Currently, the CSUB Web system is complying with the California State
law that requires them to meet the ADA Section 508 standards. With the
help of the Provost’s Academic Technology Committee (ATC), CSUB is
striving towards making all but faculty Web sites accessible. The ATC
committee consists of the Provost, Deans, Librarians, faculty, and
Directors of IT departments within CSUB. The ATC, under the guidance
of the Provost, has established a policy on ADA compliancy that states
that any school, department, or other campus constituent who
established a Web site that bears the CSUB name or logo must be in
compliance with Section 508 guidelines and will be subject to
monitoring of their Web site on a bi-monthly basis to ensure that it
remains in compliance.
In order to reach this goal CSUB needed an intuitive, cost effective
product that would enable the average Webmaster to easily address Web
site accessibility issues within a short period of time. CSUB selected
HiSoftware’s AccRepair and AccVerify products to meet these needs.
“Without Hi-Software’s AccVerify program we would have been forced to
check pages manually using free services,” said Joan Canfield,
Director of E Learning Services at CSUB. “When we first used
AccVerify, we scanned all campus sites in verification modes to
determine the status of each site, how much help they might need and
whether it was fixable. After scanning each site and the reports were
generated, we found that no site passed. This left us feeling that it
was going to be a difficult and long battle, but with the ease of
AccVerify and the ability to make the necessary changes using
AccRepair, we found that making each campus site accessible did not
take a long time and was easy to do.”
The Solution
CSUB purchased AccVerify and AccRepair
from HiSoftware in order to assist with their Web accessibility goals.

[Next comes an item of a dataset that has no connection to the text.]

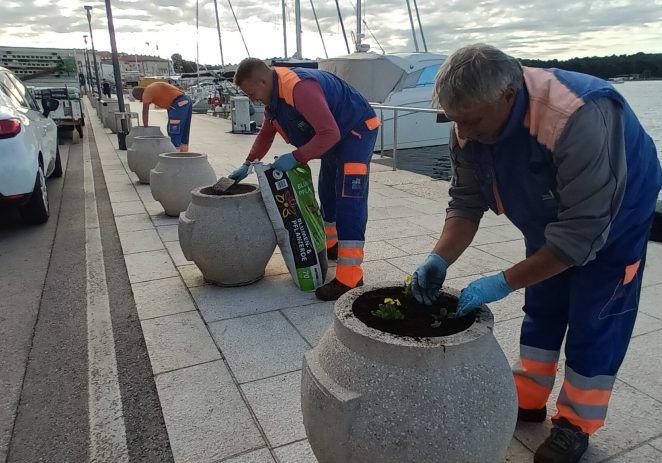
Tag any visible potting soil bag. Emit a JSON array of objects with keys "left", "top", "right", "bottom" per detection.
[{"left": 253, "top": 162, "right": 328, "bottom": 291}]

AccVerify provides for the verification of accessibility policy and
standards required for Web sites under the Rehabilitation Act Section
508 and W3CŪ Priority 1 guidelines. As information is added to a Web
site, AccVerify reports on whether all elements are in compliance.

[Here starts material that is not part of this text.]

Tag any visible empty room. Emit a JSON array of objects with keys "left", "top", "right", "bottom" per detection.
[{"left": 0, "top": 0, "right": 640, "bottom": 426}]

AccRepair uses the reporting and verification components of AccVerify
to launch a repair “wizard” interface, which prompts the user to
correct accessibility errors. AccRepair also uses a library that
“learns” as repairs are made. Corrections of the same error (for
example, associating "alt-text" behind an image) need only be made
once. The library then stores the corrected information and
auto-corrects the images each time a page is encountered with that
image. AccRepair and AccVerify are available as integrated Microsoft
FrontPage applications. Both products are also available as automated
server-based solutions that minimize labor required to achieve and
maintain accessible Web sites as new content is created. HiSoftware’s
solutions provided the comprehensive testing and reporting features
that the University required through a simple to use interface.
Additionally, HiSoftware’s applications provided the greatest
flexibility in user-driven and automated reporting.
The Bottom Line Before the implementation of HiSoftware’s
Solutions, CSUB did not verify accessibility issues on a broad basis.
Individual pages were verified through free online tools, but
verification was left up to the individual Webmasters. According to
Canfield, “The amount of labor required checking pages individually
and then repairing them was prohibitive. AccVerify allowed us to
spread out the work to all Webmasters, repair the errors quickly, and
maintain an accessible server. With over 200 departmental Web sites to
verify our staff would have been swamped without AccVerify.”